When addressing macro-historical questions, such as the emergence of transnational reference cultures, cultural text mining is of crucial importance. The mining of cultural aspects of entities and events in large textual repositories, such as the collection of digitized humanities newspapers provided by the National Library of the Netherlands (KB), can provide valuable insights. The ‘Translantis: Digital Humanities Approaches to Reference Cultures’ program uses text mining technologies to analyze Big Data repositories of public media. The eScience challenge here is to develop a tool for cultural text mining that enables scholars to systematically search very large quantities of textual data in a reliable and reproducible way.
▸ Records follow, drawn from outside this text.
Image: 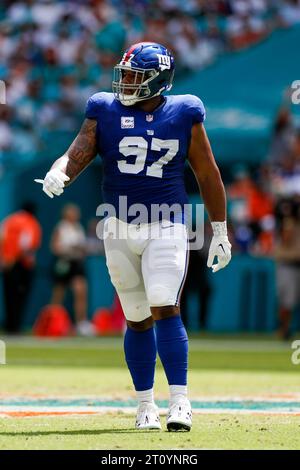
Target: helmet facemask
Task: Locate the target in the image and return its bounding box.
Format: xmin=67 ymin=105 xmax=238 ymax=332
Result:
xmin=112 ymin=64 xmax=160 ymax=106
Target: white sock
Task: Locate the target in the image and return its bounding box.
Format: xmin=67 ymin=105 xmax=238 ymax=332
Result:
xmin=170 ymin=385 xmax=187 ymax=403
xmin=136 ymin=388 xmax=154 ymax=405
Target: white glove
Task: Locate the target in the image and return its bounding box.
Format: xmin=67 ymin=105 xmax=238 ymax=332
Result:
xmin=207 ymin=222 xmax=231 ymax=273
xmin=34 ymin=168 xmax=70 ymax=198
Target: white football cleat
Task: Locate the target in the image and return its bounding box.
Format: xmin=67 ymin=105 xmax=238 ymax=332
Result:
xmin=167 ymin=398 xmax=192 ymax=431
xmin=135 ymin=403 xmax=161 ymax=429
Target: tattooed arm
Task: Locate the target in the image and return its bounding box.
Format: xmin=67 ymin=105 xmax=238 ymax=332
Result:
xmin=51 ymin=119 xmax=97 ymax=185
xmin=35 ymin=119 xmax=97 ymax=198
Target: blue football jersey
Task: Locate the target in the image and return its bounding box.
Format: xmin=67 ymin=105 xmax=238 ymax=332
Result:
xmin=86 ymin=93 xmax=205 ymax=221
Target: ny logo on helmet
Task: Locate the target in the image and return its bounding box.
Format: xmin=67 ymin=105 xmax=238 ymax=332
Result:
xmin=156 ymin=54 xmax=171 ymax=71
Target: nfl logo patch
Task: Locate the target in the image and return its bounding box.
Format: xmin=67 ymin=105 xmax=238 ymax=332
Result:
xmin=121 ymin=116 xmax=134 ymax=129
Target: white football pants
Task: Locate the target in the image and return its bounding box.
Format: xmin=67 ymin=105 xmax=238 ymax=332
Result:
xmin=104 ymin=217 xmax=188 ymax=322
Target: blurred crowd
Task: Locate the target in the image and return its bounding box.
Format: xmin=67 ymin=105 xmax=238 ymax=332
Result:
xmin=227 ymin=96 xmax=300 ymax=258
xmin=0 ymin=0 xmax=300 ymax=166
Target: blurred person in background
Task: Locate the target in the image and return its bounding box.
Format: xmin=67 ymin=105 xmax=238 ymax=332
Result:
xmin=274 ymin=215 xmax=300 ymax=339
xmin=0 ymin=202 xmax=42 ymax=334
xmin=51 ymin=204 xmax=94 ymax=336
xmin=228 ymin=165 xmax=275 ymax=255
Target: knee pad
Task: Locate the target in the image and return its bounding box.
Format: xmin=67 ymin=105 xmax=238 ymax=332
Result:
xmin=147 ymin=284 xmax=170 ymax=307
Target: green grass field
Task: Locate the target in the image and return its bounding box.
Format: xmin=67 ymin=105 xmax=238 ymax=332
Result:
xmin=0 ymin=337 xmax=300 ymax=450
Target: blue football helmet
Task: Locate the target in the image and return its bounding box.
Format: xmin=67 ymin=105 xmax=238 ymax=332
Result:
xmin=112 ymin=42 xmax=175 ymax=106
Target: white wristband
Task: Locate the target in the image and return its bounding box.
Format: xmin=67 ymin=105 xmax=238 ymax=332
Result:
xmin=211 ymin=220 xmax=227 ymax=237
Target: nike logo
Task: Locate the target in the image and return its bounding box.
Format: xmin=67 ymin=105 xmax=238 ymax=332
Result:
xmin=219 ymin=243 xmax=226 ymax=255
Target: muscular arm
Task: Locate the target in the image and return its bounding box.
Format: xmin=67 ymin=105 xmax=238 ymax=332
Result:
xmin=188 ymin=123 xmax=226 ymax=222
xmin=51 ymin=119 xmax=97 ymax=186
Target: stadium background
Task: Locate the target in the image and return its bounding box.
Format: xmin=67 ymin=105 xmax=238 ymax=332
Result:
xmin=0 ymin=0 xmax=300 ymax=332
xmin=0 ymin=0 xmax=300 ymax=455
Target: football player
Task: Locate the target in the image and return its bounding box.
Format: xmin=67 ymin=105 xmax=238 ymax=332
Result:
xmin=37 ymin=42 xmax=231 ymax=431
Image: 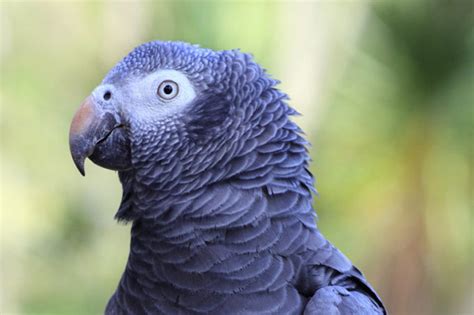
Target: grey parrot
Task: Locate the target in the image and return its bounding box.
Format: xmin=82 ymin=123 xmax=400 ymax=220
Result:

The Intelligent System Lab Amsterdam (ISLA) has developed a scalable open source text analysis service, xTAS, coupled to Elasticsearch, the scalable open source search and analytics platform, which underlies the Texcavator application that serves the specific text mining needs of the Translantis research team. xTAS will be further developed and future versions will include clustering concepts and sentiment mining of issues in public debates. Incorporating regular feedback loops will allow for iterative refinement of the analysis algorithm and extension of the current set of features.
This project aims to significantly strengthen the employment of computational methods in humanities research. Users working in interdisciplinary teams with the current tool (Texcavator) will be closely monitored to study what interface functionalities and features are desired and needed. The goal is to build a generic tool that enables fine-grained analysis of large-scale document collections, and that offers state-of-the-art visualizations to enable humanities scholars working in multidisciplinary teams to semi-automatically distinguish long-term patterns in large news media repositories.
The result will be an innovative text mining tool that is user-friendly and sustainable. Also, this project will result in a number of best practices demonstrating ways in which computational humanities can be integrated into conventional historical-interpretive approaches and vice versa. The software developed is open source and will be available to humanities scholars and social scientists to deploy in their own research.